Tuesday, July 21, 2015

New RNA-seq samples (quality)

The new RNA-seq data arrived about a week and a half ago. Since then I've aligned it to the KW20 genome and looked a bit into the antitoxin knockout samples.

But I wanted to mention the quality of the data. This analysis was done partially using FASTQC:


These plots show the distribution of quality at each base position. (Phred score on y axis, position in read on x axis) In Illumina data, we expect the quality to decrease the longer the read gets. In the old data, you can see the quick drop of quality at the end of each read. These plots are very representative of both old and new datasets and overall I'd say the sequencing quality is higher for the new dataset. This doesn't say anything about the content of the samples though.


Here are some interesting numbers:

Average # of reads of older samples: 7,643,000
Average # of reads of new samples: 11,620,000

On average, the new set of samples are much larger. But there are a few samples that are on the low side:

- toxx_M3_K ( 2,311,395 reads )
- hfqx_M2_J ( 5,416,787 reads )
- hfqx_M3_J ( 2,285,198 reads )

Average % GC in older samples: 40.6%
Average % GC in new samples: 48.8 %

This seems a little alarming at first. Let's look at the distribution more closely: 



This plot shows the number of reads with a given GC content (red line) and a smoothed theoretical bell-curve (blue line). I added the green bars to help compare peaks in the plots. The old data is what I expect a good distribution of KW20 mRNA to look like. The large peaks in the new dataset lines up with tiny bumps in the old data. These are likely from ribosomal RNA. The alignment data also supports the idea that there is much more KW20 rRNA in the new dataset (probably because we used suboptimal amounts of RiboZero when extracting the RNA). Is this a problem? I'll get to that soon.

% Aligned to KW20 genome in older samples (average):  98.1%
% Aligned to KW20 genome in new samples (average): 81.1%

It seems like there is a lot more contamination in the new datasets.
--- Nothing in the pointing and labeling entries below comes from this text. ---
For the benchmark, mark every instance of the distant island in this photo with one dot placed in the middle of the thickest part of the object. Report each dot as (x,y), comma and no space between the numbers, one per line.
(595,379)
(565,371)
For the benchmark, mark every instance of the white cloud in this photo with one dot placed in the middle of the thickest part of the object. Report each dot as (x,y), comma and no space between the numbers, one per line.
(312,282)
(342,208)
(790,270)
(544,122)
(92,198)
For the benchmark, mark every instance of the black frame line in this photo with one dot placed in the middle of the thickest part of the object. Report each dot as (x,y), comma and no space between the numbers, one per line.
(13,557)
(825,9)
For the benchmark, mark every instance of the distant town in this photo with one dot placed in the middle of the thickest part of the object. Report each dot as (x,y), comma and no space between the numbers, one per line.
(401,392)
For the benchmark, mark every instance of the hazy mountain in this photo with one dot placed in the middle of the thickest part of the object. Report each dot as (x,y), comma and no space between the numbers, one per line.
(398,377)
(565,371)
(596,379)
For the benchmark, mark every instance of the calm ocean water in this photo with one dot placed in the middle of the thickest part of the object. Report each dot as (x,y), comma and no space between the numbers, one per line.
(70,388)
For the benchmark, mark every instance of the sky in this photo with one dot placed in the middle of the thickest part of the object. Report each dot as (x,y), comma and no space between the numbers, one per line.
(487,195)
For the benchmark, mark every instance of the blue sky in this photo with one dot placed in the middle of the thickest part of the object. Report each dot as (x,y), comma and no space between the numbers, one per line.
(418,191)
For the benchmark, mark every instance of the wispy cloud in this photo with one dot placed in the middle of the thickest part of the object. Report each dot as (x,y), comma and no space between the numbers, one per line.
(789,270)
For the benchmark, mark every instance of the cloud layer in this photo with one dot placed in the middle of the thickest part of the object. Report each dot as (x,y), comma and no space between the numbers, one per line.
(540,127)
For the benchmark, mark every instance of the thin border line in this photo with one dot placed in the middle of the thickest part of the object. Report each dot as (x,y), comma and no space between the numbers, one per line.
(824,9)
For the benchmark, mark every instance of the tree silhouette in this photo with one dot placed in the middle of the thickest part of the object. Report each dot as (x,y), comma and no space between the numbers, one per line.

In fact, ~20% of reads do not appear to come from KW20. I blasted a few of these unaligned pieces and they all aligned to 23S ribosomal RNA in other bacterial species (E. coli, Bacillus subtilis, etc.). This is a shame, but again, is it a problem?

Average count data in older samples: 8,223,000
Average count data in new samples: 3,000,000

I should explain what this number means. This is a count of the number of reads that align to some gene in the KW20 genome (other than rRNA genes), averaged across all samples. (note: reads that overlap two genes may be double counted). In other words, this number is proportional to the number of useful reads (useful for differential expression).

So there are about 2.75x more useful reads in older samples than the new samples. Although this isn't optimal, I don't think it is a big problem (and I haven't run into an obvious problem yet). Perhaps a few samples could use a couple million more reads, overall the data looks usable.